Not a good thing to see

A friend recently had a problem with his WordPress based website. I was searching for his website one day in Google, when I noticed an ominous warning was displayed beneath his site listing:

This site may be hacked.

A handy link was there to warn people what is may mean and that they should alert the website owner. Naturally I did.

He was horrified, understandably and his first reaction was why would someone hack my website? My answer was that they were paid to build links for websites wanting to get a better Google position. I’ve proven that this doesnt always work.

On Closer Inspection

Being a nice chap that I am I offered to help him out to see if we could fix the problem which was being nicely highlighted for him by Google.

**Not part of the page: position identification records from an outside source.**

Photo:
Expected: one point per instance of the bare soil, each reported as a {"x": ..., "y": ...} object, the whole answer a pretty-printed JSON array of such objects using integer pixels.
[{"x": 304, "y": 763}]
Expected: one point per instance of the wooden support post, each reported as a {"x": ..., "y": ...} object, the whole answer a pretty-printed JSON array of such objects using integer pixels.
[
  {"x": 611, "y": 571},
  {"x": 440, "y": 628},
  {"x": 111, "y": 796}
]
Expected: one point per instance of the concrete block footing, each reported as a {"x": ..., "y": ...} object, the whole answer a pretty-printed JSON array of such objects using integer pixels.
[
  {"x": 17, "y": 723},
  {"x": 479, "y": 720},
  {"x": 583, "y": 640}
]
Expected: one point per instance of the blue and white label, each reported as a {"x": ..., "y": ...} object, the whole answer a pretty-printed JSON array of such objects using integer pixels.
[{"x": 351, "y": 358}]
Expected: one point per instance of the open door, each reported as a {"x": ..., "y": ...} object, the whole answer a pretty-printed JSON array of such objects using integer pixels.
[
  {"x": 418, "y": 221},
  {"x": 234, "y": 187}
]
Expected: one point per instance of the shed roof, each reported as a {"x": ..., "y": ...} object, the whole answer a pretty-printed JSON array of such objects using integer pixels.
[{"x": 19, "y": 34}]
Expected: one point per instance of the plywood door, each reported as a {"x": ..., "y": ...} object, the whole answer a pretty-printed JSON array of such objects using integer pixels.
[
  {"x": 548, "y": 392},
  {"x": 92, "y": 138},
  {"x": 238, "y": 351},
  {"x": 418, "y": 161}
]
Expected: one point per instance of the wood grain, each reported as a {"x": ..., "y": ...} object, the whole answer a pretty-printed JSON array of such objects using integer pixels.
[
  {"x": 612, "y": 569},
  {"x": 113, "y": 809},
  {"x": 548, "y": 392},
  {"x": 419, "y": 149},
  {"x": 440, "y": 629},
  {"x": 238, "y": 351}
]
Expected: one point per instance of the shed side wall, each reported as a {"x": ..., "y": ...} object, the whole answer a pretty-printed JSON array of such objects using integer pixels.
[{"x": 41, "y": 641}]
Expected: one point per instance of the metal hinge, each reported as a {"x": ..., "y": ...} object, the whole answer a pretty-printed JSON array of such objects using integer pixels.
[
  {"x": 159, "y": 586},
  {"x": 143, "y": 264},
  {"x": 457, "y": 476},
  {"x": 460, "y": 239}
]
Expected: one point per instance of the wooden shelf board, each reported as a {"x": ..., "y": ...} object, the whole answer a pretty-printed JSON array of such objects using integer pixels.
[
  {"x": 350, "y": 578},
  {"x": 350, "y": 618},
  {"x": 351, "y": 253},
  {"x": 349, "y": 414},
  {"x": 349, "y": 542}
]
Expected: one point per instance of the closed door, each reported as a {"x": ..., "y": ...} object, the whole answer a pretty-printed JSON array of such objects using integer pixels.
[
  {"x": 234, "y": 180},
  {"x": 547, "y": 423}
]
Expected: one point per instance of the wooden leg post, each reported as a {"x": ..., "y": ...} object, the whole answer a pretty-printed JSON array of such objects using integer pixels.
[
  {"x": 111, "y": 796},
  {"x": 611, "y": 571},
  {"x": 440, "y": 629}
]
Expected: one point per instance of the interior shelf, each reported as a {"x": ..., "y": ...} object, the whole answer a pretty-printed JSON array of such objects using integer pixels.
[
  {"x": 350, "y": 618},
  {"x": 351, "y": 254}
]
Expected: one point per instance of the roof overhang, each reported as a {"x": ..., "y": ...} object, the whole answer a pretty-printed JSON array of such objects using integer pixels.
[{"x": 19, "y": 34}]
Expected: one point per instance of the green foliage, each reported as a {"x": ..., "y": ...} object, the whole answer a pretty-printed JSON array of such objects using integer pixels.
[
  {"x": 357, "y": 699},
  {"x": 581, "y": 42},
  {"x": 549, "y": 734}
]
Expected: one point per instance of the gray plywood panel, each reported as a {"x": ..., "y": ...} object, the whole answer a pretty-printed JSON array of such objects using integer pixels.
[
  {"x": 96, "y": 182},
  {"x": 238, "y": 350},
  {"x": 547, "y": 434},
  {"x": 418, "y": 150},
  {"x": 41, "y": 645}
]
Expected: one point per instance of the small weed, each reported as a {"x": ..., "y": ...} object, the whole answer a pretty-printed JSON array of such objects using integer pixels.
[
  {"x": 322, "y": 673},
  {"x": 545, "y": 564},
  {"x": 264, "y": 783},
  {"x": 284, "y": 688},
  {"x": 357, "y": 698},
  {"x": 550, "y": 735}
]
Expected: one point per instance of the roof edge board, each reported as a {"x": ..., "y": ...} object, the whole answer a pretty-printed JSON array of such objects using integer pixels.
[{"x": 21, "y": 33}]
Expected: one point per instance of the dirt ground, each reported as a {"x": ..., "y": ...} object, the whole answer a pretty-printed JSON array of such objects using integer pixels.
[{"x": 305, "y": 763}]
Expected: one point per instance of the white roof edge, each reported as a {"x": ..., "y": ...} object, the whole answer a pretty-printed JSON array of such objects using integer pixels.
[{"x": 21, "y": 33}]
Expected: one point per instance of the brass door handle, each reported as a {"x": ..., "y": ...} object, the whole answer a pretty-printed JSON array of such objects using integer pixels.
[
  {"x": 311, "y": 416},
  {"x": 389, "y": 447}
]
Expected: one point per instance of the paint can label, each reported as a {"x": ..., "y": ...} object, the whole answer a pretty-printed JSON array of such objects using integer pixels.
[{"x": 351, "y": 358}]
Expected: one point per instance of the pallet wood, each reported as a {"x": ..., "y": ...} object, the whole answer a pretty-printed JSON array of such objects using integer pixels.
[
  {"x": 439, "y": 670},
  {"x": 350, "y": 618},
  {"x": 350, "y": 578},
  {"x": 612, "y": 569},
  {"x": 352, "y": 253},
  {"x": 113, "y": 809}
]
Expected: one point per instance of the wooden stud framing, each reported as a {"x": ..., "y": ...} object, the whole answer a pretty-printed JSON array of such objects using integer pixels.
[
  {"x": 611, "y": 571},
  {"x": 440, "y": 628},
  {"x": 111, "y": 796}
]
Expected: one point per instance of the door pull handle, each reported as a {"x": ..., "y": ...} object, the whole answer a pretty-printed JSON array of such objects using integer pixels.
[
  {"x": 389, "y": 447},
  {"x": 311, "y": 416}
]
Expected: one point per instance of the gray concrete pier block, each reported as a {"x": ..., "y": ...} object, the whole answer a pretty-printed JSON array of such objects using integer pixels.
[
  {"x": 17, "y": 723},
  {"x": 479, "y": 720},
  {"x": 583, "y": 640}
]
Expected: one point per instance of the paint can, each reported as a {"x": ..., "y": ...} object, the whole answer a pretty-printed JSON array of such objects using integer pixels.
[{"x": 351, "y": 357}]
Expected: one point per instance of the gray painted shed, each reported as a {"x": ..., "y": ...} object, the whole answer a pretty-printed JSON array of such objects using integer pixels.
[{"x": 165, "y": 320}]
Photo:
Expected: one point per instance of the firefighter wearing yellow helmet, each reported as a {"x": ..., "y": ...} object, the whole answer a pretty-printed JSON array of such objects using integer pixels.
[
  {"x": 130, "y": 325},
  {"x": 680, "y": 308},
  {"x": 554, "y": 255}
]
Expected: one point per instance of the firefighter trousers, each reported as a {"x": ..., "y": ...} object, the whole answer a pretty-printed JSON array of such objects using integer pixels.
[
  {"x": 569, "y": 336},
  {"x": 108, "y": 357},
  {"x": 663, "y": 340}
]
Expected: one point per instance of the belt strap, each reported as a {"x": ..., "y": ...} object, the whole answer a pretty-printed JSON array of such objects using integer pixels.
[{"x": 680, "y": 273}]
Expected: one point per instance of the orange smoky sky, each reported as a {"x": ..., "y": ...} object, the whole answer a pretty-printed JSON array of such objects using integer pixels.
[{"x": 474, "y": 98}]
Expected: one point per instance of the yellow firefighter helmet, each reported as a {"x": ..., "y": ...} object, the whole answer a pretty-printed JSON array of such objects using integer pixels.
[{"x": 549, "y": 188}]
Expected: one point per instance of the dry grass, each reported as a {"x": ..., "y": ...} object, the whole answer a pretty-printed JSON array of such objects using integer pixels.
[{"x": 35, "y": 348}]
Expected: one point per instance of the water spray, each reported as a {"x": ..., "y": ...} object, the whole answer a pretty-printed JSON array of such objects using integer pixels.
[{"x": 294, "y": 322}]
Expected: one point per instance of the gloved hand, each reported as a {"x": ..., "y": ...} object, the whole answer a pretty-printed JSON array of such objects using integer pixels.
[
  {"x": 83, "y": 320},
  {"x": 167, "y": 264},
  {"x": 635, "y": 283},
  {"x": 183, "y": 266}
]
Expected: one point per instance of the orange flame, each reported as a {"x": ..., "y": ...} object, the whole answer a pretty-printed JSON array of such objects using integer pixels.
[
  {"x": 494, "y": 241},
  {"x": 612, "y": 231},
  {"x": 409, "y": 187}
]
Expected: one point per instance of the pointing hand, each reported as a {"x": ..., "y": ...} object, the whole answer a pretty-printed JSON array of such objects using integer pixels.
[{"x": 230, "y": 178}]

At first his website seemed to be functioning fine, but a closer look at the html source of the page revealed a large number of hidden spam links for Viagra etc.

It was clear that the hackers had somehow exposed an exploit* in either the webhost, wordpress or a theme / plugin that was being used.

footer.php

With all the links appearing at the bottom of the webpage, it seemed reasonable to look to see if there had been any code added to the footer.php file for WordPress or the theme that was being used. The contents of the file looked ok (no nasty links had been added) and so my next guess was that they were using the wp_footer() function hook to load in the links.

Remove the wp_footer() bit

To see if this indeed was the case, I removed the small section of code in the footer.php THEME file

   <!--?php wp_footer(); ?-->

and loaded the modified footer.php file to the server via ftp.

A refresh of the page showed that the links were now gone!

The problem with removing this code was that a couple of plugins relied upon it and so some further digging is now required to find the source of the hack that was being called by wp_footer() and remove it.

I’ll report back with the results!

* Naturally it’s important to ensure that both your server and WordPress installation is kept up to date with patching to avoid exploits.